For details about eligible expenses, maximum reimbursements, deductibles and coverage, read the Green Shield Canada My Benefit Plan booklet or contact GSC. Public Service Pension Plan staff does not have the information to answer questions on these topics.
You have retirement health coverage options
Optional coverage is available for you, your spouse and any eligible dependants through the plan’s insurance carrier, Green Shield Canada:
Extended health care coverage: Optional extended health care coverage is available to pay for medical services and products that aren’t covered by the Medical Services Plan of BC and other provincial health plans. If you decide to enrol, you will pay a monthly premium that may be subsidized based on your years of pensionable service. However, the plan does not subsidize the cost of monthly premiums for your spouse or any eligible dependants.
Dental plans: Two optional dental plans – Essential Dental and Enhanced Dental – are available (each with different premiums, deductibles and eligible services) for you, your spouse and any eligible dependants. If you enrol in one of these dental plans, you’ll be reimbursed for costs associated with preventive and restorative dental services. You must pay the full cost of monthly premiums. Dental coverage is not subsidized.
For more information about coverage options and eligibility requirements, see Retirement health coverage and you.
Note: retirement health benefits, including extended health care and dental, are not guaranteed; the Public Service Pension Board of Trustees may change coverage at any time.

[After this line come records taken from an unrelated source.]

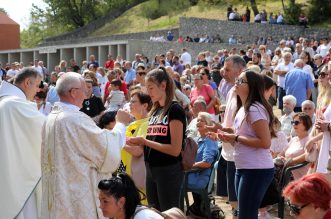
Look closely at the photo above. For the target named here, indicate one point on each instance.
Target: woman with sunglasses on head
(163, 142)
(294, 153)
(133, 157)
(120, 198)
(206, 78)
(309, 197)
(323, 115)
(204, 90)
(251, 137)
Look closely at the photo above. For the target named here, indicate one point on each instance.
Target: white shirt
(309, 69)
(11, 73)
(186, 58)
(323, 50)
(283, 67)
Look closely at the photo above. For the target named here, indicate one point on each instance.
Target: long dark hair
(157, 76)
(122, 186)
(256, 87)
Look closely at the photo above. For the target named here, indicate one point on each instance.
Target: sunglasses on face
(141, 73)
(322, 75)
(294, 208)
(295, 122)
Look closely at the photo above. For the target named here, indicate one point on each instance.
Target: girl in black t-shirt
(163, 143)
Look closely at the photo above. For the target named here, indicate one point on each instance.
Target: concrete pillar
(67, 54)
(14, 57)
(103, 54)
(122, 51)
(113, 50)
(4, 57)
(26, 57)
(80, 55)
(92, 50)
(53, 60)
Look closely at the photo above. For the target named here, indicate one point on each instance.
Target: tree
(319, 11)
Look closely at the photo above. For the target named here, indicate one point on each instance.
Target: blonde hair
(158, 76)
(324, 95)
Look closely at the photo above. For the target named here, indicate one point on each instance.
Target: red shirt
(122, 88)
(327, 215)
(109, 64)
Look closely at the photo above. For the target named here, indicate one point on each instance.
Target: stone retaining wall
(139, 36)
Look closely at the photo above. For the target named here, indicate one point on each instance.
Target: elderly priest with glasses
(76, 154)
(20, 141)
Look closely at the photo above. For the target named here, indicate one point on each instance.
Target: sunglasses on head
(295, 122)
(322, 75)
(294, 208)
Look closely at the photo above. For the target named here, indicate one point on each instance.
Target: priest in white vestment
(76, 154)
(20, 145)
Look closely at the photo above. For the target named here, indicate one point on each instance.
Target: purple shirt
(246, 157)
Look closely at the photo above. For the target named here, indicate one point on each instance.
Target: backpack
(189, 152)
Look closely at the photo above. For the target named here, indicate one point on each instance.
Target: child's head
(115, 84)
(108, 120)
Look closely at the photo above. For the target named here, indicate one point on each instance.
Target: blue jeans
(251, 185)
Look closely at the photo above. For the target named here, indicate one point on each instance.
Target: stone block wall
(139, 36)
(150, 49)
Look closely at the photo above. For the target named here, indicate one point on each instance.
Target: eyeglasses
(133, 101)
(240, 81)
(295, 122)
(294, 208)
(322, 74)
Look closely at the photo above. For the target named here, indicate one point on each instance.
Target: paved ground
(227, 209)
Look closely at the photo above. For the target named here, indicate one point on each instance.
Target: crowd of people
(120, 128)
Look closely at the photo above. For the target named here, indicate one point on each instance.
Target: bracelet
(236, 139)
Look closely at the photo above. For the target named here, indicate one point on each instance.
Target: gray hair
(308, 102)
(25, 73)
(200, 101)
(207, 117)
(68, 81)
(238, 61)
(290, 98)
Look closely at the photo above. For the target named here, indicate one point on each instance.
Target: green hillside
(134, 21)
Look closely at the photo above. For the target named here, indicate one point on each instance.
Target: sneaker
(265, 215)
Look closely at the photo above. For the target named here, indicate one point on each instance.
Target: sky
(19, 10)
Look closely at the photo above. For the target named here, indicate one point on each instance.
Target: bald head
(28, 80)
(68, 81)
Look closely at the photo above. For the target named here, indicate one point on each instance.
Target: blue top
(130, 75)
(297, 82)
(207, 152)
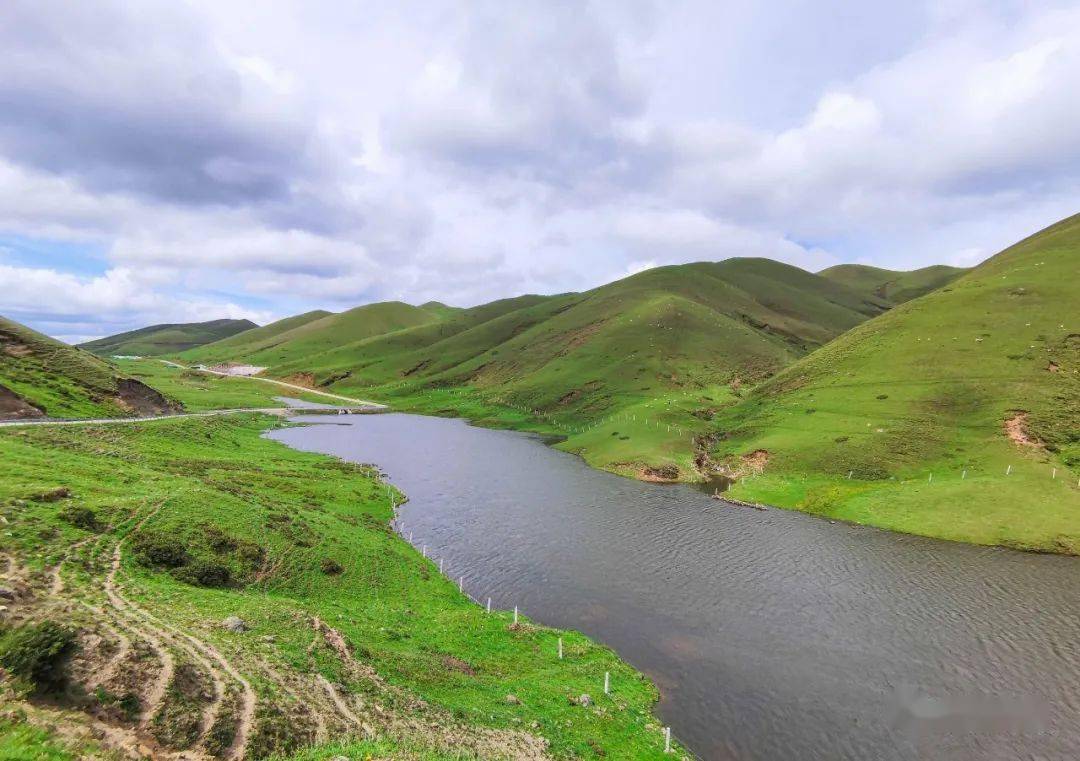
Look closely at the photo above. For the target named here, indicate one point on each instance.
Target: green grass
(246, 342)
(268, 345)
(203, 391)
(891, 286)
(19, 742)
(167, 339)
(927, 389)
(218, 477)
(61, 380)
(674, 338)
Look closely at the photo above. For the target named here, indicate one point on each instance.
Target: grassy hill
(892, 286)
(207, 593)
(913, 420)
(682, 338)
(40, 376)
(252, 340)
(157, 340)
(311, 337)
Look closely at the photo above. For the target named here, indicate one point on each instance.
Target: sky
(188, 161)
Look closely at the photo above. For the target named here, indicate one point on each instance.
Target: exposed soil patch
(756, 461)
(1017, 434)
(305, 379)
(142, 399)
(661, 474)
(14, 407)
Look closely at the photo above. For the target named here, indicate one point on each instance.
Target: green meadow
(216, 521)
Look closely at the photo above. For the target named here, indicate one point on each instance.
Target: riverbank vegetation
(229, 594)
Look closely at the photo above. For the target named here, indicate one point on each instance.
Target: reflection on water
(772, 635)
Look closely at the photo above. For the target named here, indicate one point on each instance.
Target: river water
(772, 635)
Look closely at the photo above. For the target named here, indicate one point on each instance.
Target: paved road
(99, 421)
(277, 382)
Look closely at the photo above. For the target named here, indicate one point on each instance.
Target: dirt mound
(661, 474)
(1016, 433)
(142, 399)
(14, 407)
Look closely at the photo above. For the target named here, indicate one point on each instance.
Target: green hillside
(252, 340)
(913, 420)
(228, 597)
(157, 340)
(892, 286)
(674, 339)
(314, 336)
(40, 376)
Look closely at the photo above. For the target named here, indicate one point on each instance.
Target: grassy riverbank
(349, 630)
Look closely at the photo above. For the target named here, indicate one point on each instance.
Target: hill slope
(157, 340)
(313, 336)
(683, 337)
(912, 420)
(40, 376)
(253, 340)
(890, 285)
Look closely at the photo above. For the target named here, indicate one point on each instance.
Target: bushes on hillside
(81, 517)
(36, 652)
(160, 551)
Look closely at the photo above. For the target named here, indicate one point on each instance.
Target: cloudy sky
(180, 161)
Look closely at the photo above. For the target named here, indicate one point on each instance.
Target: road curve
(278, 382)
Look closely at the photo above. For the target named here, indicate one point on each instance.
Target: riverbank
(346, 628)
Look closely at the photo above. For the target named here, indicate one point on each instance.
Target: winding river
(772, 635)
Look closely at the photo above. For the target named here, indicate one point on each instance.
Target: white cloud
(345, 152)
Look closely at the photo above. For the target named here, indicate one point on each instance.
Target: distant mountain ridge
(41, 377)
(157, 340)
(893, 286)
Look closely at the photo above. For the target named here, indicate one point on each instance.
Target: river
(771, 635)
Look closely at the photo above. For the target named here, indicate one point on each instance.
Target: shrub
(81, 517)
(331, 567)
(160, 551)
(205, 573)
(36, 653)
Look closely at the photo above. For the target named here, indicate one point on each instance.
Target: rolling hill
(306, 336)
(158, 340)
(685, 337)
(956, 415)
(252, 340)
(41, 377)
(892, 286)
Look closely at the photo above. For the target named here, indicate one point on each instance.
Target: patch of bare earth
(659, 474)
(1017, 434)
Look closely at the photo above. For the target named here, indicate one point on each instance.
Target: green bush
(205, 573)
(160, 551)
(81, 517)
(36, 653)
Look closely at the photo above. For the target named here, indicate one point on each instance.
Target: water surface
(772, 635)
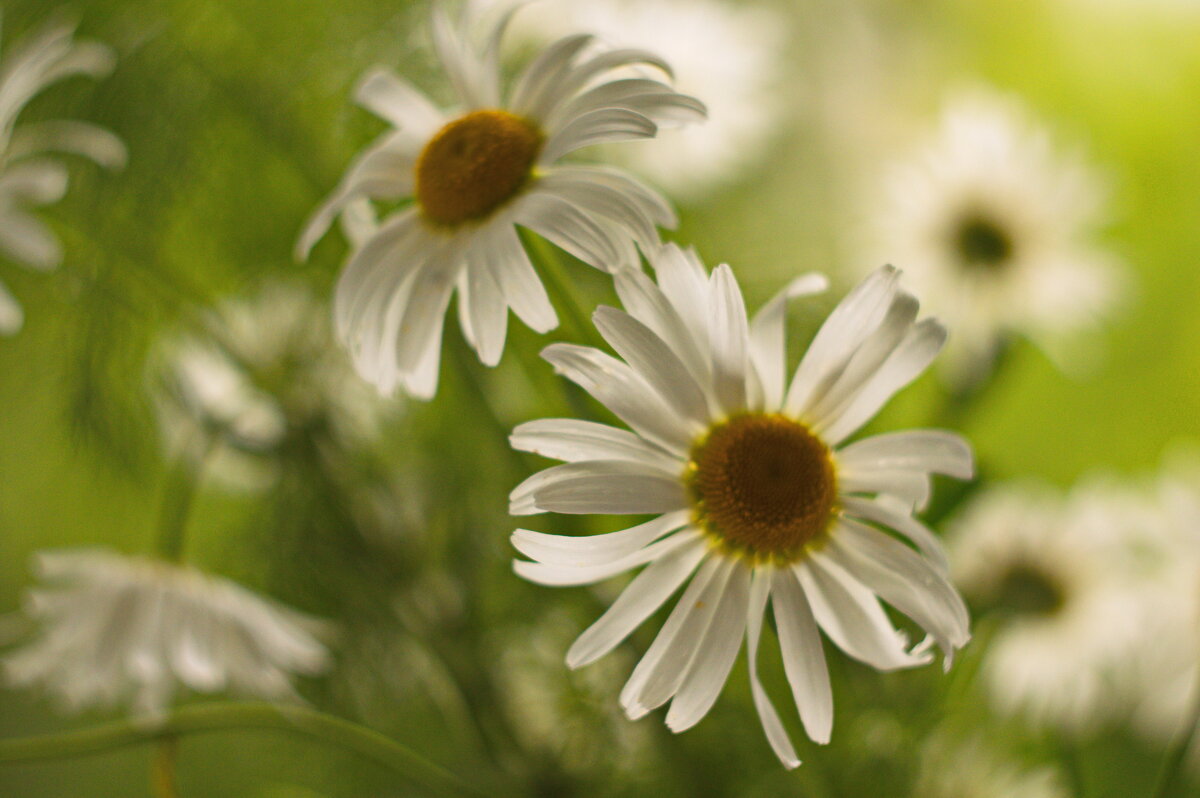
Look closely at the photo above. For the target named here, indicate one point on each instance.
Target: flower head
(993, 227)
(475, 173)
(125, 630)
(28, 180)
(757, 496)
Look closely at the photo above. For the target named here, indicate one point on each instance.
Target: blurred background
(389, 516)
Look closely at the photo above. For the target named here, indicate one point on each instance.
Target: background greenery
(238, 120)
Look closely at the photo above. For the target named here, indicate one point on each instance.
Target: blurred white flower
(477, 173)
(118, 630)
(1067, 593)
(27, 179)
(757, 496)
(952, 767)
(994, 229)
(729, 55)
(264, 365)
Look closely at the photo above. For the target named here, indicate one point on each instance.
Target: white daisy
(27, 179)
(1062, 574)
(126, 630)
(730, 55)
(994, 228)
(753, 484)
(264, 365)
(477, 173)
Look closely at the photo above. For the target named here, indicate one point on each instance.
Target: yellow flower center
(762, 485)
(474, 165)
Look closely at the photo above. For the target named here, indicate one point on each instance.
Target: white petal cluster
(118, 630)
(28, 179)
(1062, 664)
(730, 55)
(989, 163)
(263, 365)
(690, 359)
(396, 286)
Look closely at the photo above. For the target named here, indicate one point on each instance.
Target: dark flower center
(762, 485)
(474, 165)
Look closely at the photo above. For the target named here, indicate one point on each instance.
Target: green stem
(179, 495)
(222, 717)
(549, 262)
(1173, 762)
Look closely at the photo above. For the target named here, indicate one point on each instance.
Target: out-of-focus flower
(1061, 574)
(727, 55)
(264, 366)
(958, 768)
(751, 484)
(125, 630)
(27, 178)
(477, 173)
(994, 228)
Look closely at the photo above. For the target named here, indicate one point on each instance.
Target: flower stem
(220, 717)
(162, 771)
(1173, 762)
(549, 262)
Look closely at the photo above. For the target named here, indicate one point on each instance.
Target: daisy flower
(994, 229)
(475, 173)
(27, 178)
(1063, 573)
(756, 493)
(730, 55)
(126, 630)
(264, 366)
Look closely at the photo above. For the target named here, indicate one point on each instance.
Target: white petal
(803, 655)
(658, 365)
(593, 550)
(905, 364)
(394, 99)
(925, 450)
(901, 579)
(852, 617)
(573, 441)
(895, 515)
(780, 743)
(609, 486)
(767, 328)
(665, 665)
(853, 318)
(730, 340)
(623, 391)
(597, 127)
(636, 603)
(564, 575)
(714, 658)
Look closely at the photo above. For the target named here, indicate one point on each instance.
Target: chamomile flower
(1062, 574)
(27, 178)
(756, 493)
(994, 228)
(727, 54)
(118, 630)
(473, 175)
(263, 367)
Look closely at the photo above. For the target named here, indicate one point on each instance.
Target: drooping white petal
(714, 659)
(803, 655)
(780, 743)
(852, 617)
(574, 441)
(636, 603)
(925, 450)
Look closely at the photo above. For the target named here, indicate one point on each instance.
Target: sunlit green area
(238, 118)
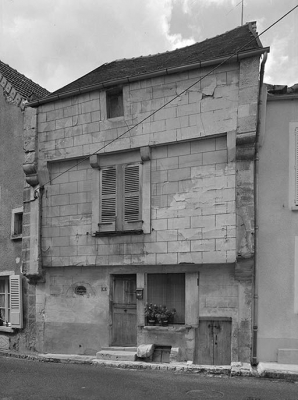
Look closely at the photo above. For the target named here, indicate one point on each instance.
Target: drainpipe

There is a difference between group rates and subsidies
Group rates and subsidies are not the same. Group rates take advantage of collective buying power; they provide access to the same lower rates for everyone in the group. When you enrol in retirement health coverage through Green Shield Canada, you will automatically benefit from group rates.
Subsidies, on the other hand, are assessed individually. The Public Service Pension Plan will subsidize the cost of a member’s monthly premiums (for extended health care only) based on their years of pensionable service. However, the plan does not subsidize extended health care premiums for spouses or dependants.
Dental plan coverage is not subsidized.
Note: subsidies for retirement health benefits are funded by employer contributions and are not guaranteed; they can be changed or eliminated at any time.
Enrolling in retirement health coverage has a deadline
You should enrol when you apply for your pension – within 60 days of your pension effective date. This is one of the most important steps in the retirement process because you cannot enrol after you retire unless you’ve had continuous coverage in a different extended health care or dental plan since your retirement date (for example, if you were covered under a spouse’s plan).
When you apply for your pension, we’ll provide you with information about the extended health care and dental plans available to you. You can apply for these plans for yourself, your spouse and any eligible dependants.
You must pay a premium to receive coverage
A premium is the amount you pay in exchange for coverage. You must pay monthly premiums to receive extended health care or dental coverage.
Any premiums you are required to pay for your retirement health coverage are automatically deducted from your monthly pension payment. However, if your pension payment doesn’t cover the cost of the premiums, you can arrange to pay Green Shield Canada directly through pre-authorized debit.
Premiums are deducted one month in advance. For example, February premiums are deducted from your January pension payment. Extended health care coverage begins the month your pension is effective; dental coverage begins the first of the month after the month your pension is effective.
For more information on premiums and payment schedules, see Retirement health coverage and you.
You don't prepay for retirement health coverage when you're working
As an active member contributing to your pension, it’s important to note that you do not prepay for retirement health coverage. Subsidies for extended health care coverage are funded by employer contributions, and neither member contributions nor investments can be used for retirement group health benefit subsidies. For more information, read the learning article Funding of health and dental benefits in retirement.
Keeping an eye on the future
Choosing whether to enrol in extended health care or dental coverage means keeping an eye on your future. It’s important to consider how your health needs may change as you age and what kinds of retirement health coverage you may need in the long term.
The Public Service Pension Board of Trustees continues to monitor available funding levels for retirement health coverage. With the growing number of retired members and inflation of prescription drug costs, the board will review, as needed, the plan’s retirement health benefits program to ensure it can be maintained for the long term.
Understanding the retirement health coverage available to you will help you plan for a safe and secure retirement future.